Tau : vers une nouvelle piste pour freiner la progression de la maladie d’Alzheimer

UnProSec - Uncovering secretory mechanisms underlying the trans-cellular spreading of Tau

100 000 €

Le docteur Villeneuve a étudié les mécanismes qui permettent à la protéine Tau de se propager d'un neurone à l'autre, afin d'identifier de nouvelles pistes pour ralentir l'évolution de la maladie.

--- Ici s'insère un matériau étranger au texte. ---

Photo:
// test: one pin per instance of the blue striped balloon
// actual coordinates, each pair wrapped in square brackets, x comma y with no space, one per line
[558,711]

L’accumulation anormale de la protéine Tau dans les neurones est considérée comme l’un des principaux marqueurs de la maladie d’Alzheimer. Cette protéine se propage d’un neurone à l’autre conduisant à leur dysfonctionnement et à terme à leurs disparitions. Cependant, le mécanisme de cette propagation reste inconnu.
Dans ce projet financé par l’association France Alzheimer et maladies apparentées, le docteur Villeneuve est son équipe se sont intéressés à la manière dont la protéine Tau est secrétée du neurone atteint pour contaminer d’autres.

Pour se diffuser dans le cerveau, la protéine Tau anormale doit être libérée par les neurones puis captée par d’autres. Afin d’étudier ce phénomène, les chercheurs ont mis au point de nouveaux outils permettant de suivre précisément son trajet et sa libération par les cellules.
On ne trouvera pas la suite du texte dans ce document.